Dacosta A, Guy J M, Cathebras P, Perrot J L, Decousus H, Tardy B, Gonthier R, Lamaud M, Rousset H, Verneyre H
Service de cardiologie, Hôpital Nord, Saint-Priest-en-Jarez.
Arch Mal Coeur Vaiss. 1993 Dec;86(12):1747-52.
The authors report three cases of syncope due to systemic mastocytosis. This is a rare cause of syncope but should be recalled in certain circumstances. In the light of these cases, the authors review the literature with respect to this unusual presentation. Syncope may occur at any age. Loss of consciousness may be more or less complete, brief or prolonged, isolated or recurrent and usually accompanied by prodromal symptoms. The least controversial physiopathogenic mechanism of these syncopes is intense vasoplegia induced by the release of vasoactive mediators, especially histamine. When there is a clinical suspicion of mastocytosis, even in the absence of skin changes, the diagnosis is confirmed by biopsy which shows abnormally high numbers of mastocytes irrespective of the organ biopsied. The treatment of acute forms with collapse is based on intravenous infusion of macromolecular fluids and injections of epinephrine. Prevention is by drugs which inhibit the synthesis of histamine, the degranulation of mastocytes and the production of prostaglandin D2.
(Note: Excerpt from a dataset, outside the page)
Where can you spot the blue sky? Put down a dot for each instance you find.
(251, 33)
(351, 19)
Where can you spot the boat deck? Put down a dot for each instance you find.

作者报告了3例因系统性肥大细胞增多症导致的晕厥病例。这是晕厥的一种罕见病因,但在某些情况下应予以考虑。鉴于这些病例,作者回顾了关于这种不寻常表现的文献。晕厥可发生于任何年龄。意识丧失可能或多或少完全,短暂或持久,孤立或反复发作,且通常伴有前驱症状。这些晕厥最无争议的病理生理机制是血管活性介质尤其是组胺释放所诱发的强烈血管麻痹。当临床上怀疑有肥大细胞增多症时,即使没有皮肤改变,通过活检可确诊,活检显示无论活检器官如何,肥大细胞数量异常增多。急性虚脱型的治疗基于静脉输注大分子液体和注射肾上腺素。预防措施是使用抑制组胺合成、肥大细胞脱颗粒和前列腺素D2产生的药物。